Le chef du gouvernement a annoncé une réforme des subventions à l’énergie, avec un coût ramené à moins de 1 % du PIB d’ici 2029, ciblant en priorité les ménages vulnérables et visant une baisse de 30 % du prix du kilowattheure d’électricité à l’horizon 2030. Il a fixé l’objectif de couvrir un million de ménages pauvres et vulnérables par un filet social dès 2027, avec un budget doublé à 140 milliards de FCFA. Pour le logement, l’ambition est de livrer au moins 30 000 unités par an, face à un déficit estimé à 500 000 logements.

Plusieurs dossiers sensibles ont été évoqués : les enquêtes sur les événements de février 2021 à février 2024, la revue des contrats miniers et pétroliers, les audits fonciers sur le littoral et le domaine de l’État, ainsi que le dossier de Yakaar-Teranga, dont le contrat gazier expire en juillet 2026, avec 55 millions de dollars d’indemnités attendues par l’État. Sur le plan diplomatique et sécuritaire, il a rappelé la fin, depuis juillet 2025, de toute présence militaire étrangère sur le sol sénégalais.

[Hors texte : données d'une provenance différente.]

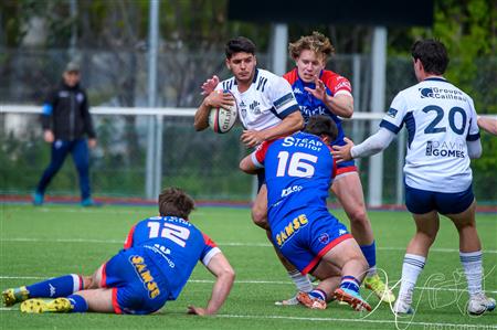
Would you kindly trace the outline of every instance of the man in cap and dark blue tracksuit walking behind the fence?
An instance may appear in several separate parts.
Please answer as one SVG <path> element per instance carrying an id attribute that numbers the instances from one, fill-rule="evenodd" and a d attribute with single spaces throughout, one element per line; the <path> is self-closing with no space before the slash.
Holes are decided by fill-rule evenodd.
<path id="1" fill-rule="evenodd" d="M 80 65 L 70 62 L 62 78 L 61 84 L 50 92 L 43 104 L 43 137 L 52 145 L 52 157 L 38 183 L 33 204 L 43 204 L 46 187 L 71 153 L 80 177 L 81 203 L 83 206 L 92 206 L 94 202 L 89 189 L 88 147 L 96 146 L 96 135 L 86 93 L 80 86 Z"/>

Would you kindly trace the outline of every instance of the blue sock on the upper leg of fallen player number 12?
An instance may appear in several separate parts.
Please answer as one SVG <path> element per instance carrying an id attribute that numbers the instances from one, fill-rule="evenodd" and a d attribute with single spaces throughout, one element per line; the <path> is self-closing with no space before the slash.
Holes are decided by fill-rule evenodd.
<path id="1" fill-rule="evenodd" d="M 25 287 L 30 298 L 67 297 L 83 289 L 83 278 L 76 274 L 54 277 Z"/>

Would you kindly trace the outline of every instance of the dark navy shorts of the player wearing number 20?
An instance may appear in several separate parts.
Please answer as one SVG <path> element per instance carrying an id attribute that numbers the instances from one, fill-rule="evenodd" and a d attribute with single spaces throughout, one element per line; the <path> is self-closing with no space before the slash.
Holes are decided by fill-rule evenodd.
<path id="1" fill-rule="evenodd" d="M 405 184 L 405 206 L 409 212 L 424 214 L 436 211 L 441 214 L 464 212 L 475 200 L 473 185 L 462 192 L 446 193 L 411 188 Z"/>

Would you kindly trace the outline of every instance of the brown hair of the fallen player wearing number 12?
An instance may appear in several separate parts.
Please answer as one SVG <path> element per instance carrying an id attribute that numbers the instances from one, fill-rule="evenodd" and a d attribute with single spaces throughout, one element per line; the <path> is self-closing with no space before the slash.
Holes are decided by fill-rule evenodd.
<path id="1" fill-rule="evenodd" d="M 191 211 L 195 209 L 195 202 L 179 188 L 167 188 L 159 195 L 160 216 L 178 216 L 188 220 Z"/>

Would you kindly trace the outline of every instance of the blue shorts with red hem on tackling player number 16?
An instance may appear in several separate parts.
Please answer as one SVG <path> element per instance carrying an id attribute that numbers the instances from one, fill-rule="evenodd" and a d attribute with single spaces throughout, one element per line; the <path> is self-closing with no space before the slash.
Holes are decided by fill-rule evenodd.
<path id="1" fill-rule="evenodd" d="M 327 252 L 352 238 L 326 210 L 294 212 L 271 231 L 276 247 L 304 275 L 311 273 Z"/>

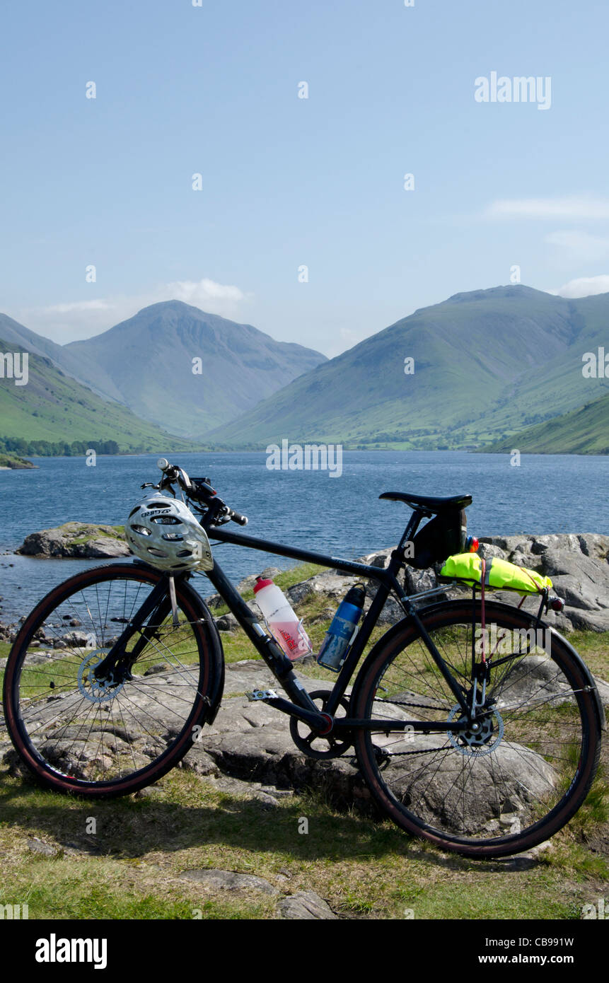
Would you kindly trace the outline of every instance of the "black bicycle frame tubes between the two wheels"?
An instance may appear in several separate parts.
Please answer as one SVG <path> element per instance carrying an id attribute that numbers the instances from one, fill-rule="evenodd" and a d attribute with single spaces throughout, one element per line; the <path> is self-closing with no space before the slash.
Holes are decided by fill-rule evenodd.
<path id="1" fill-rule="evenodd" d="M 434 645 L 433 640 L 430 638 L 425 626 L 418 617 L 416 610 L 410 603 L 409 597 L 404 593 L 397 581 L 397 573 L 404 562 L 404 546 L 416 531 L 421 518 L 425 514 L 426 513 L 423 511 L 413 511 L 406 529 L 404 530 L 403 536 L 399 541 L 399 545 L 392 551 L 389 566 L 385 569 L 376 566 L 369 566 L 366 563 L 358 563 L 354 560 L 342 559 L 336 556 L 328 556 L 324 553 L 312 552 L 309 549 L 286 547 L 280 543 L 274 543 L 270 540 L 261 540 L 253 536 L 244 536 L 242 533 L 233 532 L 232 530 L 228 530 L 223 526 L 211 525 L 207 529 L 210 537 L 221 543 L 233 543 L 235 546 L 246 547 L 248 549 L 260 549 L 263 552 L 274 553 L 277 556 L 288 556 L 290 559 L 303 560 L 305 562 L 315 563 L 320 566 L 331 567 L 336 570 L 340 570 L 343 573 L 355 574 L 365 579 L 372 578 L 379 582 L 379 587 L 374 600 L 368 610 L 368 613 L 364 617 L 360 630 L 357 633 L 336 678 L 335 686 L 331 691 L 328 704 L 325 708 L 324 713 L 326 715 L 333 716 L 335 714 L 340 698 L 344 695 L 351 676 L 355 670 L 355 666 L 358 664 L 360 657 L 370 639 L 370 635 L 377 622 L 379 614 L 381 613 L 383 607 L 385 607 L 385 603 L 390 594 L 392 591 L 394 591 L 399 604 L 401 607 L 403 607 L 405 613 L 411 618 L 412 622 L 418 629 L 421 638 L 429 649 L 429 652 L 431 653 L 435 663 L 438 665 L 438 668 L 442 672 L 447 685 L 450 687 L 458 705 L 463 711 L 464 717 L 467 718 L 467 720 L 469 719 L 469 708 L 462 689 L 460 686 L 458 686 L 455 678 L 451 674 L 449 666 L 445 663 L 438 649 Z M 205 527 L 205 520 L 202 525 Z M 271 706 L 274 706 L 277 710 L 281 710 L 284 713 L 288 713 L 291 716 L 303 720 L 305 723 L 311 723 L 318 728 L 327 726 L 328 717 L 323 716 L 320 713 L 319 709 L 309 697 L 306 689 L 297 679 L 293 671 L 293 663 L 287 659 L 282 649 L 274 641 L 274 638 L 272 638 L 269 635 L 269 632 L 263 628 L 254 612 L 250 607 L 248 607 L 245 601 L 243 601 L 240 594 L 230 580 L 228 580 L 217 562 L 214 561 L 213 569 L 207 571 L 207 577 L 212 582 L 220 597 L 226 602 L 226 605 L 232 611 L 237 621 L 245 631 L 247 637 L 260 653 L 265 663 L 272 670 L 275 678 L 290 697 L 290 700 L 293 701 L 290 703 L 281 697 L 268 697 L 265 702 L 269 703 Z M 351 718 L 336 718 L 334 722 L 335 729 L 366 727 L 367 729 L 371 730 L 389 731 L 403 730 L 408 726 L 412 726 L 414 729 L 422 732 L 443 730 L 458 731 L 465 729 L 467 723 L 363 721 L 354 720 Z"/>

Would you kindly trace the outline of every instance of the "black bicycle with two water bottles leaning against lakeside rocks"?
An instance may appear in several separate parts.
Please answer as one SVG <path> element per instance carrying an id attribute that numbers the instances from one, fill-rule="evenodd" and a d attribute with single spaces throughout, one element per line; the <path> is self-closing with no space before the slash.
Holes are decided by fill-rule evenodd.
<path id="1" fill-rule="evenodd" d="M 605 719 L 589 670 L 542 620 L 558 599 L 544 590 L 535 615 L 486 601 L 475 589 L 448 601 L 437 600 L 443 587 L 408 596 L 397 579 L 413 563 L 413 537 L 429 529 L 427 522 L 417 534 L 422 520 L 450 526 L 470 495 L 382 494 L 412 509 L 383 569 L 228 530 L 228 522 L 247 518 L 210 479 L 158 464 L 160 482 L 142 488 L 173 495 L 177 488 L 216 544 L 313 562 L 376 585 L 335 685 L 309 692 L 217 561 L 207 571 L 285 693 L 248 697 L 289 716 L 301 751 L 331 759 L 354 748 L 382 813 L 407 833 L 469 857 L 528 849 L 574 816 L 597 769 Z M 220 704 L 224 661 L 191 579 L 191 572 L 159 572 L 140 559 L 119 561 L 71 577 L 34 607 L 7 661 L 4 704 L 13 744 L 38 780 L 90 798 L 127 794 L 160 779 L 201 739 Z M 404 617 L 372 646 L 347 692 L 391 594 Z M 485 658 L 478 636 L 489 623 L 501 645 Z M 66 627 L 75 630 L 66 634 Z M 49 629 L 54 648 L 40 653 Z M 539 629 L 550 638 L 545 649 L 536 647 Z"/>

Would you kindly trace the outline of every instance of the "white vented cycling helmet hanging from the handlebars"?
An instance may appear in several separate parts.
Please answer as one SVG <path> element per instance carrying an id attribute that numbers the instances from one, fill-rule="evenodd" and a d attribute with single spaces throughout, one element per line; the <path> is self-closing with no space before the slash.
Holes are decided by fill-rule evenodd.
<path id="1" fill-rule="evenodd" d="M 211 570 L 212 549 L 188 505 L 152 494 L 131 510 L 125 523 L 129 548 L 157 570 Z"/>

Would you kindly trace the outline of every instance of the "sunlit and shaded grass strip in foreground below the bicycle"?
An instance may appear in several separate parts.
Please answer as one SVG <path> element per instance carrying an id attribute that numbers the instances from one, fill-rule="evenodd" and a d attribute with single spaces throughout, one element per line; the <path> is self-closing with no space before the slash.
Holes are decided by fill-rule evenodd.
<path id="1" fill-rule="evenodd" d="M 515 870 L 470 862 L 407 838 L 390 823 L 335 812 L 320 796 L 264 803 L 217 791 L 175 770 L 153 796 L 82 803 L 3 774 L 0 903 L 31 918 L 273 918 L 276 898 L 214 892 L 189 869 L 256 874 L 282 894 L 315 891 L 337 914 L 365 919 L 579 917 L 604 896 L 606 868 L 560 834 L 553 862 Z M 309 833 L 298 835 L 306 816 Z M 91 817 L 96 833 L 87 834 Z M 38 837 L 56 847 L 32 852 Z M 604 893 L 604 894 L 603 894 Z"/>

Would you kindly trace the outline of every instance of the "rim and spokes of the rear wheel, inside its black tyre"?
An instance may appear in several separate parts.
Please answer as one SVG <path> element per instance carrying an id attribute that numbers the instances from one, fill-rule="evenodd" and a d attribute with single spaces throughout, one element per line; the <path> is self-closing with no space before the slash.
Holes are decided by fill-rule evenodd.
<path id="1" fill-rule="evenodd" d="M 553 822 L 560 828 L 569 818 L 588 758 L 589 694 L 560 653 L 552 658 L 552 634 L 533 636 L 545 647 L 531 648 L 531 636 L 523 643 L 515 629 L 532 623 L 497 611 L 493 617 L 494 658 L 508 659 L 491 669 L 485 697 L 495 702 L 480 718 L 486 734 L 477 741 L 456 731 L 359 736 L 370 786 L 384 807 L 411 832 L 447 844 L 483 847 L 527 837 L 540 841 L 542 830 L 551 835 Z M 470 619 L 457 623 L 455 612 L 447 612 L 426 627 L 457 681 L 470 690 Z M 405 647 L 403 639 L 401 646 L 396 642 L 391 662 L 380 656 L 376 673 L 371 666 L 364 715 L 457 721 L 455 695 L 422 641 L 410 637 Z"/>

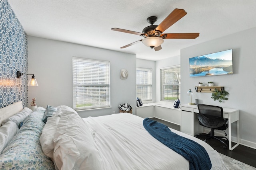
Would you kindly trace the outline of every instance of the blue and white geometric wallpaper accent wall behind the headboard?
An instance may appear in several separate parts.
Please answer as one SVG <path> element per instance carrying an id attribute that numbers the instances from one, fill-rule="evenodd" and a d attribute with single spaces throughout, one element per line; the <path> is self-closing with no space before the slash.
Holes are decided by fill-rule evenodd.
<path id="1" fill-rule="evenodd" d="M 0 0 L 0 108 L 22 101 L 28 104 L 27 34 L 7 0 Z"/>

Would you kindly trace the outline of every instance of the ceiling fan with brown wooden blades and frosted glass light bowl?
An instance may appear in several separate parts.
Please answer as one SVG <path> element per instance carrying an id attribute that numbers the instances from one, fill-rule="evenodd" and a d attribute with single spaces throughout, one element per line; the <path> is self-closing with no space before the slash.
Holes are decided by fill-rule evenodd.
<path id="1" fill-rule="evenodd" d="M 120 28 L 112 28 L 111 30 L 120 31 L 124 33 L 131 33 L 144 37 L 144 39 L 120 47 L 120 49 L 130 47 L 131 45 L 134 45 L 142 41 L 144 45 L 150 47 L 151 49 L 154 48 L 155 51 L 158 51 L 162 49 L 161 44 L 164 42 L 164 39 L 195 39 L 199 36 L 199 33 L 163 33 L 166 29 L 168 29 L 170 26 L 172 26 L 186 14 L 187 13 L 185 10 L 176 8 L 159 25 L 153 25 L 157 21 L 157 17 L 151 16 L 147 19 L 148 23 L 150 23 L 151 25 L 145 27 L 142 30 L 142 33 Z"/>

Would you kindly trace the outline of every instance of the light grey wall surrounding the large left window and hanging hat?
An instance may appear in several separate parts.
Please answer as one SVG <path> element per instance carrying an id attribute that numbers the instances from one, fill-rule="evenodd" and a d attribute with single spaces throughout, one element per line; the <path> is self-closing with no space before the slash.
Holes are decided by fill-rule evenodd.
<path id="1" fill-rule="evenodd" d="M 32 36 L 28 36 L 28 72 L 39 86 L 28 87 L 29 102 L 36 98 L 37 106 L 73 107 L 72 57 L 110 61 L 111 108 L 78 111 L 81 117 L 118 113 L 124 103 L 135 113 L 136 55 Z M 128 70 L 126 80 L 120 79 L 122 68 Z"/>

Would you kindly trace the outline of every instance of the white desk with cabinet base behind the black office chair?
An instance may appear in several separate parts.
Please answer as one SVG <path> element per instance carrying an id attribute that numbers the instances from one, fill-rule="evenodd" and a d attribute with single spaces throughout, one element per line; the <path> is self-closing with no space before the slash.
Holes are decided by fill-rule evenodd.
<path id="1" fill-rule="evenodd" d="M 223 108 L 223 117 L 228 118 L 228 147 L 229 150 L 233 150 L 240 144 L 239 134 L 239 110 Z M 181 126 L 180 131 L 188 135 L 196 135 L 197 133 L 203 133 L 204 127 L 199 125 L 197 114 L 199 113 L 197 105 L 181 105 Z M 236 123 L 237 126 L 237 143 L 232 147 L 231 145 L 231 123 Z"/>

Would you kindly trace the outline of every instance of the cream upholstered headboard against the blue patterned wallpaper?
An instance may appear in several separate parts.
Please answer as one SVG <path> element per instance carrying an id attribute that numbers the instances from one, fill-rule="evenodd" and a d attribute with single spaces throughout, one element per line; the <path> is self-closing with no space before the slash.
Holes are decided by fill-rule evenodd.
<path id="1" fill-rule="evenodd" d="M 8 105 L 0 109 L 0 127 L 2 126 L 2 122 L 8 117 L 18 113 L 23 109 L 22 101 L 16 102 L 14 104 Z"/>

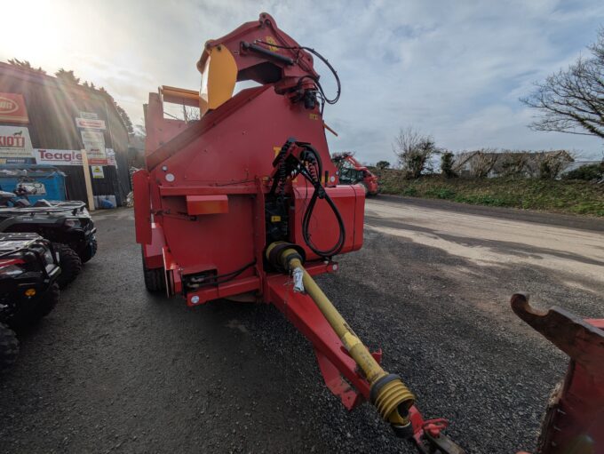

Des projets dits « catalytiques » ont été présentés comme structurants pour la décennie : développement gazier de Yakaar-Teranga, réseau gazier national, modernisation du raffinage (SAR 2), hub minier de Kédougou, Grand Transfert d’eau, nouvelle ligne ferroviaire Dakar-Tambacounda-Kidira, quatre nouveaux hôpitaux régionaux, et le Dakar Millenium Center, projet urbain de 500 milliards de FCFA à Ouakam.

Ahmadou Alhaminou Lo a conclu en plaçant la stabilité institutionnelle, macroéconomique et sociale au cœur de son action, « l’aiguille de la boussole », tout en appelant à un effort collectif des Sénégalais, fondé sur le civisme fiscal, la consommation locale et le volontariat. « Ce gouvernement ne demande pas à être jugé sur ses intentions, mais sur son efficacité et ses résultats », a-t-il martelé, promettant des revues trimestrielles d’exécution qu’il présidera personnellement.